Combine that with the lower costs from automation and vertically integrating helped Icanic to a 23% gross margin in fiscal 2020, but Kou says that really hides a huge leap in margin in the last two quarters.

He says the new automated machine only really kicked in towards the end of Q3. Plus they spent a big chunk of fiscal Q4 figuring out how to best use the machine.

“We were a cannabis company, so it’s not like we were a technology company that was utilizing a new piece of technology,” says Kou. “For us, it was a big shift from how we were doing things, and I think the end result will be that you’ll just continue to see us get better and better, leveraging technology and leveraging everything else.”

With almost all the learning curve behind them, Kou says investors can look more towards Q3-style gross margins in 2021—and Q3 was 44.8%!

“That’s the trajectory for us, given everything that we have going on.”

“Calendar 2020 was a year for building the foundation and getting the pieces in place. 2021 is going to be, now we’re ready to go. We’re going to be launching new SKUs in the first quarter of 2021. We’re going to be moving to our new manufacturing facility in 2021. We’re going to be bringing our Ganja Gold products to the Nevada market in the first half of 2021.”

Icanic’s Ganja Gold is one of the top selling California pre-rolls—but they mostly sell single, one gram pre-rolls. But in September in California, the one gram units only made up 29% of all the pre-roll sales. Half grams have become very popular in the California market and make up a big part of the remaining 71%.

So there is lots of organic sales growth potential!

But Kou says he also intends to get very aggressive on the M&A front. He has a long line of targets in downstream brands, midstream processing technology and upstream growing.

“We can really make those acquisitions and have them be very accretive day one.” He says Icanic is already built for scale, and the existing team could easily handle the legal, sales & logistics for several brands, and use their dominant 380-store retail reach to improve sales immediately.

“The setup of growth has already happened,” Kou concludes. “We have a seven person sales team across the state. We have all of the manufacturing managers and systems and SOPs already in place, right.

Our second machine is funded.
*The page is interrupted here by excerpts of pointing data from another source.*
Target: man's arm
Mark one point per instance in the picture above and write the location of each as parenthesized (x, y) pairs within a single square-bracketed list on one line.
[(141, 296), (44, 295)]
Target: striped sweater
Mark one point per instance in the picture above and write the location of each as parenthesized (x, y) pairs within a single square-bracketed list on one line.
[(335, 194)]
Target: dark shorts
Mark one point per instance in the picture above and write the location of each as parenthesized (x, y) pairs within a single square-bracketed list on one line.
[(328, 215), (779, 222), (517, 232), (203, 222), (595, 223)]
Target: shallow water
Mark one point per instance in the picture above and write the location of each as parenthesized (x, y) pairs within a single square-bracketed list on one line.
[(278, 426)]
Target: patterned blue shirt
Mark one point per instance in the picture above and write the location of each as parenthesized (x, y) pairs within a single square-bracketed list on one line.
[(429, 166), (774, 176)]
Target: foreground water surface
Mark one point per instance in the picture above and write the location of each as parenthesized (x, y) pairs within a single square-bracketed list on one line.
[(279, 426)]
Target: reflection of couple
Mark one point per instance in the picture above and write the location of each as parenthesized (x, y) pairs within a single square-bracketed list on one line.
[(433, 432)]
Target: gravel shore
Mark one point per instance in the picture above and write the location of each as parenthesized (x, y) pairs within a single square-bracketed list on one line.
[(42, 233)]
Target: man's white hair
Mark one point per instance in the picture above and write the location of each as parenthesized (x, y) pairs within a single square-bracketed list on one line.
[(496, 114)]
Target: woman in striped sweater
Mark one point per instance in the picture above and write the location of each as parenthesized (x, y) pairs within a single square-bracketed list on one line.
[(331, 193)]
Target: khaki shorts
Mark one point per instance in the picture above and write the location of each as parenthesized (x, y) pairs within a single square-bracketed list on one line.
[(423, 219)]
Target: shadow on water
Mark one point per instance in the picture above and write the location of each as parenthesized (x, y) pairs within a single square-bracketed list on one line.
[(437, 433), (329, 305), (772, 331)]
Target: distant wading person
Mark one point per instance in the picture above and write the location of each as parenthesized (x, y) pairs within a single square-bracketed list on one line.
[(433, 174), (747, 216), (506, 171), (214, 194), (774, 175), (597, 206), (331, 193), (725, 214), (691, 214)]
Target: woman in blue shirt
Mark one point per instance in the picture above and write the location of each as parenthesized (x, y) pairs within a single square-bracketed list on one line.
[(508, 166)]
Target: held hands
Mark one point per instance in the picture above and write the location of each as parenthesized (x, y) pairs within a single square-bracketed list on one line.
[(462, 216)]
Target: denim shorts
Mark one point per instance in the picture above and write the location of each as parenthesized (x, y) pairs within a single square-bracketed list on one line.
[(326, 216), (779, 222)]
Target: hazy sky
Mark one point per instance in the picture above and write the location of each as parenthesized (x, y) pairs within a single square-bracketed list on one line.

So in many ways, our team has been somewhat underutilized, because we were building this foundation.”

Kou says that Icanic’s Q1 numbers will be coming out before the end of December. Shareholders have a lot to look forward to—much of it from the automated pre-roll machine I told you about on October 29.

Disclaimer: In the past 12 months, Icanic Brands has been a paying client of the OGIB Corporate Bulletin, a sister-service to Oil and Gas Investments Bulletin and Investing Whisperer.